A group of women banded together to declare his innocence and attempted to get him a new trial. Ultimately, nothing ever developed from any of these things. He still felt proud of what he had accomplished.
He Died in Prison
In 1991, Vigliotto died of a brain hemorrhage at 61 years old. He had diabetes and suffered a debilitating stroke in 1988. He had been hospitalized for a week at the medical center. He served eight years of his prison sentence before passing away.
Vigliotto said after his trial that he was joking when he testified about having 105 wives. However, authorities confirmed at least 82, so people believed he told the truth at his trial. It’s also possible that he falsified his claim to achieve record status.
Saving Other Victims
After Vigliotto died, Stoller reflected on the way other prosecutors and defense attorneys treated the case. Everyone thought it was a joke, but Stoller said they should have read the letters that came into his office from the women he victimized.
Stoller also believed that there were a lot of people who weren’t his victims because he went to prison. Vigliotto was good at what he did, and he was only stopped because one woman wasn’t willing to let him get away with his scheme.
Was It Worth It?
Some believe it’s possible that Vigliotto made up his fantastic tale to be the world’s biggest bigamist. However, was it worth spending his final years in prison just to be memorialized in the Guinness Book of Records? While he wasn’t innocent, some of his stories might have been false.

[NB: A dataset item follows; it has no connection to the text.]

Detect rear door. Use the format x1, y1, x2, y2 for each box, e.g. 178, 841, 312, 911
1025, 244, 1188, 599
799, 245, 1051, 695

Each time he met a woman, he asked for her hand in marriage. Unfortunately for him, the women always said yes. He had this look of pain that probably made so many women want to marry him and care for him.
A Despicable Act
To use marriage and the values of the family to manipulate women is despicable. Prosecutors and the public agreed that he was a terrible person. He took advantage of women who were vulnerable and wanted love. Vigliotto probably scared a lot of them into staying away from love.
Although the victims who came forward have lived private lives since Vigliotto went to jail, we can only hope that they found some peace and happiness. While they couldn’t change what happened to them, the women were able to move on once they got justice.